“Oh, him, sir,” replied Baxter, with a servant’s contempt for callers of his own class in society, “he were a quiet-spoken, ordinary sort of party, sir, as said he come from Scotland Yard.”

Fair was too well in hand by this time to wince as he heard this bit of disturbing coincidence, but he said to himself: “My word, they are prompt—but, damn it, they can’t have known!” Then, happening to look up and seeing the old butler, “What are you waiting for?”

“I beg your pardon, sir,” gently began Baxter, shuffling nearer to Fair, “but, Mr. Fair, sir—Master Maxwell—you’ll forgive an old servant that served your father and grandfather before you, sir. There ain’t no trouble like, or anythink a-hangin’ over us, is there, sir? One of the parlormaids thought that she heard a shot, sir—and——”

“Oh, yes,” quickly responded Fair, with a laugh, “I was cleaning this old pistol and it went off. Get on now. Trouble? Why, look at me, Baxter. I’m the luckiest dog in the world.
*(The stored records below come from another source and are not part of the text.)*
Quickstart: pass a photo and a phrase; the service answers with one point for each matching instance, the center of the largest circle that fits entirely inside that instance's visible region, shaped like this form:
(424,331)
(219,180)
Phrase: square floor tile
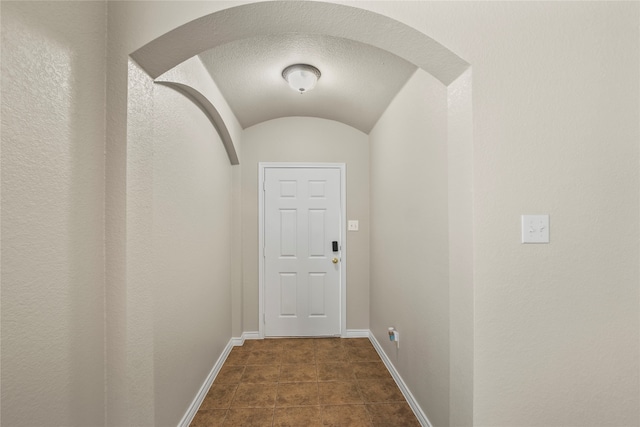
(307,416)
(209,418)
(339,393)
(299,355)
(255,395)
(380,391)
(392,414)
(362,354)
(370,370)
(298,373)
(346,415)
(229,374)
(297,394)
(328,355)
(341,371)
(261,374)
(264,357)
(258,417)
(219,396)
(237,357)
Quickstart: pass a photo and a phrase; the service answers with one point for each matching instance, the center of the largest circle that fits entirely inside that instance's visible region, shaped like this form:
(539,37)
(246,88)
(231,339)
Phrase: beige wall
(555,130)
(409,240)
(192,236)
(167,322)
(53,72)
(306,139)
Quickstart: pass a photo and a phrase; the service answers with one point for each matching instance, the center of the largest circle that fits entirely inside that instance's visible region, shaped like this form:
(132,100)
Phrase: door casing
(343,237)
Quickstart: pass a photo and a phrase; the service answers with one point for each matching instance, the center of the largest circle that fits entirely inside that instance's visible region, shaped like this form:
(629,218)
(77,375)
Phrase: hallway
(304,382)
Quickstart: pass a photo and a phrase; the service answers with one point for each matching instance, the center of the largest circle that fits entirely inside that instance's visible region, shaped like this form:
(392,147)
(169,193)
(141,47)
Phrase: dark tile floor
(304,382)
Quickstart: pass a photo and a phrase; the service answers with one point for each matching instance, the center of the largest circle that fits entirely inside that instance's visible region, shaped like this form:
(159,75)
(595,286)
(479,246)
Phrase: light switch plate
(535,228)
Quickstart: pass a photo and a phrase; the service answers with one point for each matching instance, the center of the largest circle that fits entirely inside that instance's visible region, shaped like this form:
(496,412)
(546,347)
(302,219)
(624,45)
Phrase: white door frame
(343,236)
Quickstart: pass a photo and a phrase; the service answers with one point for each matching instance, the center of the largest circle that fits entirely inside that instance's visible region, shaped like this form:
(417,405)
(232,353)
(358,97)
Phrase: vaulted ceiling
(357,84)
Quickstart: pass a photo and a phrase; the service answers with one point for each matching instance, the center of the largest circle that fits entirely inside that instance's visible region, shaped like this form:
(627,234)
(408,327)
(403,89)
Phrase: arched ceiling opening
(357,84)
(365,59)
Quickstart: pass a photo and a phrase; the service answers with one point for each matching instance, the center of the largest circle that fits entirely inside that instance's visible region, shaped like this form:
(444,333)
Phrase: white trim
(343,237)
(239,341)
(417,410)
(357,333)
(202,393)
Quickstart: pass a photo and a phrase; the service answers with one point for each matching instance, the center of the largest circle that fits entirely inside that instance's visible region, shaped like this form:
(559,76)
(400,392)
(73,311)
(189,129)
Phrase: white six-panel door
(302,217)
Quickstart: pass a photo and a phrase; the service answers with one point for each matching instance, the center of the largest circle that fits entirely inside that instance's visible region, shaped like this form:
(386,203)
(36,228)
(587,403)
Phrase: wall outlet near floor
(394,336)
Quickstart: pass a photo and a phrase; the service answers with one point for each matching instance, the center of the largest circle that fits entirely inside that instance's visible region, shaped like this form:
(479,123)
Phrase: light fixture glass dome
(301,77)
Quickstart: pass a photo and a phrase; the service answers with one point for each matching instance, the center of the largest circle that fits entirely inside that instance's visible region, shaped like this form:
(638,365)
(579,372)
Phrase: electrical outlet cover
(535,228)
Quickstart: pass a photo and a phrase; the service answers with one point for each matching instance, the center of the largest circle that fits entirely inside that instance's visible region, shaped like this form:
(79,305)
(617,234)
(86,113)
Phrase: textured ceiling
(358,80)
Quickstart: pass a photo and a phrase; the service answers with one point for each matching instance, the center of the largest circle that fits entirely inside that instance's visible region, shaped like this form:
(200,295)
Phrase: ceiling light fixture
(301,77)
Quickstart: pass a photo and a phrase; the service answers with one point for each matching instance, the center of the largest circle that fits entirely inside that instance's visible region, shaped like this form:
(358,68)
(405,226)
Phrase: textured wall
(409,240)
(305,139)
(555,130)
(53,72)
(192,236)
I have just made another fortune.”

“Thank God for that, sir,” quietly replied old Baxter, moving toward the door, at which he turned and said, “The gentleman will be dining, of course?”

“No, he can’t stop. In fact, he wishes to leave the house unobserved by our guests when we are at dinner—so fetch his hat and coat,” said Fair, again settling down to his evening paper.

“I was forgetting, sir,” once more the querulous old voice began, “that Miss Mettleby said that the children are coming to say good night——”

“The children?” exclaimed Fair, caught off his guard. “No—good God, no!—that is, I mean I shall be engaged. Tell Miss Mettleby so. Be off.”

With suspicions now thoroughly aroused and full of misgivings Baxter did as he was bid, and his master jerked the paper open again and slapped at the crease to make the sheet flat. But his eyes wandered aimlessly.

“The children—gad! I had forgotten them,” he muttered as he thought with horror what this all meant to them. Time after time he tried to read the leading article which was about his own brilliant achievement, but with a mad spasm he crumpled the newspaper into a ball and flung it across the great room, exclaiming, “Why didn’t the infernal blackguard know when he was well off?”